Etwas überraschend ist Robert Haas als Trainer des SC Retz zurückgetreten. Dabei hatte Haas in Retz hervorragende Arbeit geleistet, lag in der abgebrochenen letzten Saison sogar an der Tabellenspitze. Doch nun will er sich auch anderen Dingen widmen.

Vor wenigen Wochen hatte Haas noch gegenüber dem Verein seinen Verbleib zugesagt. "Das hat er vor 25 Leuten getan. So etwas gilt für mich als Vertrag", so Retz-Sektionsleiter Werner Mischling, der aber nicht darauf behaart, Haas auch in der kommenden Meisterschaft auf der Linie stehen zu haben. "Er ist ein guter Trainer, Reisende soll man aber nicht aufhalten."

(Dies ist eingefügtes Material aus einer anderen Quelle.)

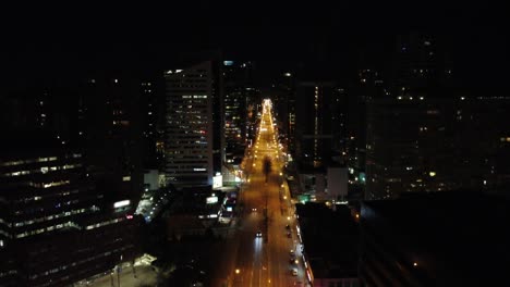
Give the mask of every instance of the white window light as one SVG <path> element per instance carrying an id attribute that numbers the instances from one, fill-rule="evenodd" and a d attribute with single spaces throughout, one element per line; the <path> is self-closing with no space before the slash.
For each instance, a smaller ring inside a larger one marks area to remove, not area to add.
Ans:
<path id="1" fill-rule="evenodd" d="M 130 203 L 131 203 L 131 201 L 129 199 L 117 201 L 116 203 L 113 203 L 113 208 L 118 209 L 118 208 L 122 208 L 122 207 L 127 207 L 127 205 L 130 205 Z"/>

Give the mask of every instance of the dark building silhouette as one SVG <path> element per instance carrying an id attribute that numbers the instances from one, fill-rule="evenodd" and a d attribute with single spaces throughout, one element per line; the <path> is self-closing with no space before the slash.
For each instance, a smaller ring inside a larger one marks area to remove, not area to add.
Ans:
<path id="1" fill-rule="evenodd" d="M 3 95 L 0 285 L 72 284 L 139 253 L 137 85 L 120 83 Z"/>
<path id="2" fill-rule="evenodd" d="M 239 164 L 244 157 L 251 127 L 248 109 L 259 100 L 255 68 L 256 64 L 251 61 L 223 61 L 226 160 L 230 164 Z"/>
<path id="3" fill-rule="evenodd" d="M 508 203 L 466 190 L 363 202 L 362 283 L 367 287 L 508 285 Z"/>
<path id="4" fill-rule="evenodd" d="M 344 90 L 332 82 L 302 82 L 295 96 L 295 158 L 303 166 L 327 166 L 344 150 Z"/>
<path id="5" fill-rule="evenodd" d="M 347 205 L 296 204 L 306 276 L 314 286 L 360 286 L 357 223 Z"/>
<path id="6" fill-rule="evenodd" d="M 367 199 L 508 185 L 509 99 L 428 96 L 367 103 Z"/>

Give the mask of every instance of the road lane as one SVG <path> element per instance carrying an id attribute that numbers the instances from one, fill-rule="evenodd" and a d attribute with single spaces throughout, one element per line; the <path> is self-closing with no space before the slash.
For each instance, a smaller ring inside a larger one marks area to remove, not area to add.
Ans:
<path id="1" fill-rule="evenodd" d="M 239 235 L 235 237 L 240 244 L 235 255 L 235 267 L 230 272 L 232 279 L 229 286 L 288 287 L 294 286 L 295 282 L 304 282 L 301 260 L 299 264 L 290 262 L 290 250 L 295 250 L 294 240 L 298 237 L 289 190 L 284 188 L 281 174 L 283 155 L 275 140 L 277 136 L 271 117 L 271 109 L 266 105 L 255 144 L 246 152 L 248 158 L 243 161 L 248 180 L 240 197 L 245 208 L 240 219 L 242 223 Z M 267 178 L 264 173 L 266 157 L 271 161 L 271 171 Z M 255 212 L 252 211 L 254 208 Z M 292 225 L 292 238 L 287 237 L 287 224 Z M 257 230 L 263 233 L 263 238 L 256 238 Z M 299 270 L 298 276 L 292 275 L 293 267 Z M 236 269 L 240 271 L 239 274 L 235 272 Z"/>

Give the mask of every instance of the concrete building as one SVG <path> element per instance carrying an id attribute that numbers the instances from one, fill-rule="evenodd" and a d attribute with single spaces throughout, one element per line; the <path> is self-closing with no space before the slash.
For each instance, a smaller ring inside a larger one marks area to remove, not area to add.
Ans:
<path id="1" fill-rule="evenodd" d="M 212 185 L 224 161 L 222 88 L 206 61 L 166 72 L 166 174 L 175 187 Z"/>
<path id="2" fill-rule="evenodd" d="M 133 260 L 131 201 L 109 202 L 80 149 L 11 135 L 0 154 L 0 285 L 63 286 Z"/>

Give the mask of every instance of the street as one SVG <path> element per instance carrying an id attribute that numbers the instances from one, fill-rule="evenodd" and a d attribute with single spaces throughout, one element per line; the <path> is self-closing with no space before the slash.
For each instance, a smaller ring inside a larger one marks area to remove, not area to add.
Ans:
<path id="1" fill-rule="evenodd" d="M 241 196 L 244 211 L 235 236 L 239 245 L 229 286 L 288 287 L 305 282 L 291 197 L 281 174 L 284 162 L 271 117 L 270 102 L 265 101 L 257 139 L 245 159 L 248 180 Z M 256 237 L 257 232 L 262 237 Z M 294 269 L 298 274 L 293 274 Z"/>

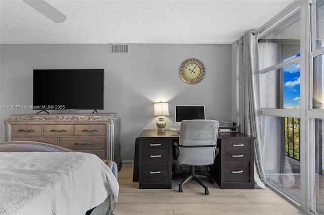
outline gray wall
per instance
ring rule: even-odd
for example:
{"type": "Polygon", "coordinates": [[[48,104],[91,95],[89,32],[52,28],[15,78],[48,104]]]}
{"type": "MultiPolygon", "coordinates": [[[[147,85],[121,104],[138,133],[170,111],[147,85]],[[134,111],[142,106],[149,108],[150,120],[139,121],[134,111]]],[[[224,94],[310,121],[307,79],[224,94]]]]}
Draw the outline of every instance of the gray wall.
{"type": "MultiPolygon", "coordinates": [[[[0,45],[0,105],[32,104],[34,69],[104,69],[105,110],[99,113],[116,112],[121,118],[124,160],[133,159],[135,138],[141,130],[156,128],[154,102],[169,102],[167,128],[176,127],[176,104],[205,105],[209,119],[235,119],[231,45],[131,44],[128,55],[111,55],[110,49],[110,44],[0,45]],[[200,60],[206,69],[202,81],[193,85],[183,82],[179,75],[181,63],[191,58],[200,60]]],[[[3,107],[0,121],[11,114],[36,112],[3,107]]],[[[66,112],[92,111],[51,111],[66,112]]],[[[0,140],[4,141],[4,125],[1,125],[0,140]]]]}

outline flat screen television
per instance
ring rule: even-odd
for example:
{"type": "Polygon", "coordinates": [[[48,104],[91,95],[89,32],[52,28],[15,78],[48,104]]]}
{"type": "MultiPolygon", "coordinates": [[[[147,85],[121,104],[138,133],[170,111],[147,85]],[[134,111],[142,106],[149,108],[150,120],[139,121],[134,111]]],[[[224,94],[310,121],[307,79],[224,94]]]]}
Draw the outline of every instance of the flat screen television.
{"type": "Polygon", "coordinates": [[[205,105],[176,105],[175,124],[180,126],[184,120],[205,120],[205,105]]]}
{"type": "Polygon", "coordinates": [[[33,109],[103,110],[103,69],[33,70],[33,109]]]}

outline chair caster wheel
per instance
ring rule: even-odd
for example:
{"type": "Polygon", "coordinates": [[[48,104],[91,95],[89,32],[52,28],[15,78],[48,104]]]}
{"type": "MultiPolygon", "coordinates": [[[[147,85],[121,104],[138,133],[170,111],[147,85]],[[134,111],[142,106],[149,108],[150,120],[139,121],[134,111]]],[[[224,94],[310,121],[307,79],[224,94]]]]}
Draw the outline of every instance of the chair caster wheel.
{"type": "Polygon", "coordinates": [[[205,187],[205,194],[209,195],[209,191],[208,191],[208,187],[205,187]]]}

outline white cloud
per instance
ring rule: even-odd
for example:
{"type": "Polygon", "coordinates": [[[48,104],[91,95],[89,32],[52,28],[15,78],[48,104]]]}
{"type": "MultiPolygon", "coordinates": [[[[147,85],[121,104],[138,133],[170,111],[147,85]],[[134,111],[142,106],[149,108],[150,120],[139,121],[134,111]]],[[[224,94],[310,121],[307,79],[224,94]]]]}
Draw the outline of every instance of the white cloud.
{"type": "Polygon", "coordinates": [[[293,98],[293,100],[294,101],[299,101],[300,100],[300,97],[296,97],[295,98],[293,98]]]}
{"type": "Polygon", "coordinates": [[[300,84],[300,77],[296,78],[295,79],[295,80],[293,81],[290,81],[286,82],[285,83],[285,86],[292,88],[296,85],[300,84]]]}
{"type": "Polygon", "coordinates": [[[286,67],[284,68],[284,72],[289,72],[289,73],[295,73],[296,72],[299,72],[300,69],[300,65],[299,63],[297,63],[295,64],[292,64],[288,67],[286,67]]]}

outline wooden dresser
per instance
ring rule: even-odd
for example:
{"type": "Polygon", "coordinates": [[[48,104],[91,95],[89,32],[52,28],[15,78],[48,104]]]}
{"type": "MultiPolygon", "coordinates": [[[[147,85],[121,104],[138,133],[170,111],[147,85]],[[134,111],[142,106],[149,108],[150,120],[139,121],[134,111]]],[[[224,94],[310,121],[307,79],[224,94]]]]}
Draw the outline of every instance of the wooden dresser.
{"type": "Polygon", "coordinates": [[[92,153],[122,168],[117,114],[13,115],[5,120],[5,141],[29,140],[92,153]]]}

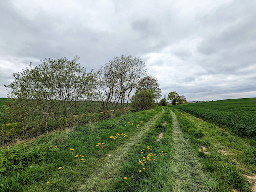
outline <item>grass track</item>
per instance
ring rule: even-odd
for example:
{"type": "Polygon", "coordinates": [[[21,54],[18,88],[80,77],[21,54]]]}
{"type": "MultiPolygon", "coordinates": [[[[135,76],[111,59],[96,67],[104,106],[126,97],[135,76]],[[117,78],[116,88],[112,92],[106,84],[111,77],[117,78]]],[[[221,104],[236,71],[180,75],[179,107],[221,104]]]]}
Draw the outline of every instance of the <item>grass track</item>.
{"type": "Polygon", "coordinates": [[[174,156],[171,164],[175,174],[174,192],[229,192],[228,186],[205,172],[197,154],[184,138],[175,113],[172,112],[174,131],[174,156]]]}
{"type": "MultiPolygon", "coordinates": [[[[189,156],[189,154],[185,154],[185,158],[183,159],[187,159],[186,161],[189,163],[189,162],[195,162],[197,161],[198,165],[201,164],[199,166],[201,168],[198,172],[201,172],[198,175],[198,177],[196,176],[196,174],[193,173],[196,169],[193,168],[193,166],[189,167],[190,171],[186,172],[186,174],[188,172],[192,172],[191,177],[189,180],[191,180],[191,178],[194,178],[195,179],[194,182],[195,182],[196,184],[195,186],[193,186],[193,183],[187,186],[190,185],[191,187],[200,187],[201,188],[196,189],[195,188],[192,188],[188,191],[180,191],[229,192],[232,191],[232,189],[243,192],[252,191],[250,186],[251,185],[249,183],[247,178],[242,175],[243,172],[241,172],[239,166],[229,159],[221,151],[219,150],[218,147],[213,143],[213,141],[220,138],[222,132],[218,132],[217,129],[216,129],[216,127],[213,127],[211,124],[206,123],[208,126],[203,125],[201,120],[200,120],[201,123],[197,125],[191,120],[191,118],[195,120],[196,119],[196,118],[190,115],[190,118],[189,118],[174,109],[173,111],[175,112],[173,113],[174,117],[175,115],[177,116],[179,126],[183,135],[182,143],[185,144],[184,142],[186,140],[190,143],[187,145],[188,150],[183,149],[183,151],[194,151],[194,157],[196,156],[192,161],[192,158],[188,157],[189,156]],[[209,126],[210,127],[209,129],[209,126]],[[213,131],[216,132],[215,134],[213,134],[214,136],[213,136],[213,131]],[[210,136],[211,139],[209,137],[210,136]],[[206,146],[208,151],[200,151],[199,149],[202,146],[206,146]],[[201,179],[201,178],[202,179],[201,179]],[[200,181],[203,181],[204,179],[204,182],[200,181]],[[201,185],[200,185],[200,183],[202,183],[201,185]]],[[[219,141],[221,145],[223,142],[223,140],[221,139],[219,141]]],[[[237,142],[237,140],[236,139],[231,142],[229,141],[229,145],[232,146],[232,143],[235,144],[236,142],[237,142]]],[[[178,149],[180,146],[182,145],[179,145],[178,149]]],[[[182,159],[182,156],[180,156],[182,157],[179,159],[182,159]]],[[[194,164],[195,164],[195,163],[194,164]]],[[[243,165],[244,165],[244,162],[243,165]]]]}
{"type": "Polygon", "coordinates": [[[156,120],[163,114],[164,110],[159,112],[150,121],[146,123],[141,130],[135,135],[129,142],[120,146],[117,150],[112,152],[108,157],[104,160],[105,164],[81,185],[79,191],[100,191],[106,187],[110,182],[109,180],[116,174],[121,167],[123,160],[127,153],[132,146],[141,139],[142,136],[152,127],[156,120]]]}

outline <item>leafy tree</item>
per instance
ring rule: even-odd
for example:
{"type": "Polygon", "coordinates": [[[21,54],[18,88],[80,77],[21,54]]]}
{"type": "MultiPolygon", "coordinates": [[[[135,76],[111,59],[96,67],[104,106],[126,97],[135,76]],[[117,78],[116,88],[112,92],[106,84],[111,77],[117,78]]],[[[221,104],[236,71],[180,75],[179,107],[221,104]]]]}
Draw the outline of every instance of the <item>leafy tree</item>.
{"type": "Polygon", "coordinates": [[[179,102],[180,96],[175,91],[173,91],[168,94],[167,100],[170,101],[172,105],[175,105],[179,102]]]}
{"type": "Polygon", "coordinates": [[[5,85],[10,89],[8,96],[14,101],[13,107],[20,112],[25,110],[24,114],[34,112],[34,118],[43,117],[47,129],[50,118],[59,127],[74,126],[74,115],[91,96],[96,83],[94,73],[87,72],[77,63],[78,59],[77,56],[72,60],[66,57],[57,60],[46,59],[34,68],[30,64],[30,69],[14,74],[13,82],[5,85]],[[27,108],[21,105],[30,103],[27,108]]]}
{"type": "Polygon", "coordinates": [[[143,89],[152,89],[155,91],[155,94],[157,99],[161,97],[161,90],[159,88],[160,84],[157,82],[157,79],[155,77],[147,75],[142,78],[137,86],[136,92],[143,89]]]}
{"type": "Polygon", "coordinates": [[[136,112],[150,109],[155,105],[156,99],[153,89],[142,89],[133,95],[131,106],[136,112]]]}
{"type": "Polygon", "coordinates": [[[187,102],[187,99],[186,99],[186,97],[184,95],[181,95],[179,98],[179,101],[178,102],[178,104],[182,104],[185,103],[187,102]]]}
{"type": "Polygon", "coordinates": [[[162,106],[166,106],[167,105],[167,103],[166,102],[167,100],[167,99],[166,99],[162,98],[161,100],[160,100],[160,101],[159,101],[158,105],[162,106]]]}

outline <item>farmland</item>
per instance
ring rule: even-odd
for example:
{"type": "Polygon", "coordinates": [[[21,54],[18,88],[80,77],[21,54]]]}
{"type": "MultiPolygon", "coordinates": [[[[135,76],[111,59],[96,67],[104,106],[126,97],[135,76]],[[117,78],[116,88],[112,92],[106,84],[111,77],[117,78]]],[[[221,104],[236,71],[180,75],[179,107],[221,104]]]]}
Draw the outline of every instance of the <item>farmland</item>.
{"type": "Polygon", "coordinates": [[[256,98],[191,103],[174,107],[226,126],[236,134],[250,138],[256,136],[256,98]]]}
{"type": "MultiPolygon", "coordinates": [[[[212,109],[221,109],[218,102],[210,102],[212,109]]],[[[242,103],[245,111],[250,106],[242,103]]],[[[3,148],[0,192],[255,191],[254,138],[181,109],[190,105],[158,106],[3,148]]]]}

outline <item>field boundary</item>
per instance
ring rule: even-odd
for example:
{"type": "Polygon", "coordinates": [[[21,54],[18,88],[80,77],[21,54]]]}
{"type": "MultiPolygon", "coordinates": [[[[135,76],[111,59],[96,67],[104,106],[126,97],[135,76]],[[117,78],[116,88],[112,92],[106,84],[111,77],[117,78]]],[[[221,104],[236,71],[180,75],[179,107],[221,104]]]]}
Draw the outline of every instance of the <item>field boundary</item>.
{"type": "Polygon", "coordinates": [[[113,176],[121,167],[120,163],[122,159],[128,155],[131,148],[137,143],[143,135],[153,126],[157,119],[161,117],[165,110],[162,111],[153,117],[150,120],[145,123],[143,128],[134,136],[128,143],[120,146],[118,149],[108,155],[104,161],[106,163],[99,170],[95,170],[85,183],[81,185],[79,191],[98,191],[104,188],[109,183],[113,176]]]}

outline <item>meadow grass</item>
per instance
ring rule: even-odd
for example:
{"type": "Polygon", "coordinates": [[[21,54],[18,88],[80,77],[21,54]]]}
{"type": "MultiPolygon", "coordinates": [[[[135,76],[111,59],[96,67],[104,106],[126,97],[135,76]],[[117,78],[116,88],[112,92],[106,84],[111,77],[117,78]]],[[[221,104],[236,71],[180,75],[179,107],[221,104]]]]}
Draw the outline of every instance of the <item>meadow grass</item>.
{"type": "MultiPolygon", "coordinates": [[[[242,160],[242,156],[239,159],[241,161],[237,164],[237,159],[233,159],[221,150],[220,146],[227,144],[225,140],[227,139],[221,138],[222,132],[218,131],[216,126],[204,123],[191,115],[188,117],[177,110],[172,110],[177,117],[184,137],[189,140],[194,152],[200,158],[199,160],[202,170],[218,183],[216,185],[217,187],[216,189],[209,191],[230,191],[231,189],[251,191],[251,184],[242,173],[248,174],[250,170],[250,174],[253,174],[252,170],[248,168],[253,167],[253,166],[251,164],[248,166],[247,163],[242,160]],[[198,124],[194,122],[196,120],[198,121],[198,124]],[[242,168],[241,165],[243,165],[242,168]]],[[[230,136],[230,138],[231,137],[230,136]]],[[[233,139],[233,141],[229,140],[230,146],[234,145],[236,147],[246,143],[240,140],[241,143],[238,144],[239,139],[233,139]]]]}
{"type": "Polygon", "coordinates": [[[119,174],[103,191],[171,191],[175,185],[169,164],[172,134],[171,116],[167,111],[134,145],[119,174]],[[167,124],[163,125],[165,121],[167,124]],[[164,132],[163,137],[156,141],[161,132],[164,132]]]}
{"type": "Polygon", "coordinates": [[[48,140],[46,135],[0,151],[0,192],[74,191],[77,181],[85,181],[108,154],[161,110],[131,113],[78,128],[67,137],[60,132],[48,140]]]}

"Keine Chance auf den Titel"

Haas gibt als Grund für den Rücktritt die Perspektivlosigkeit an. "Mir hatte der Verein zugesagt, dass die Mannschaft in der kommenden Saison um den Titel mitspielen kann. Doch das sehe ich nach den ganzen Abgängen nicht so." Mit Anderle, Zondra, Weissensteiner, Kindl und Weinwurm verließen fünf Stammspieler den Verein. "Sie hatten alle gute Gründe. Doch ich glaube nicht, dass wir sie ersetzen können", so Haas, der in der Corona-bedingten Pause auch auf einen anderen Geschmack kam. "Ich habe gesehen, was ich in der Zeit, in der ich normalerweise auf dem Fußballplatz stehe, alles machen kann. Es gibt nicht nur Fußball im Leben." Dennoch ist Haas aber nicht abgeneigt, sich einem anderen Verein mit voller Leidenschaft zu widmen.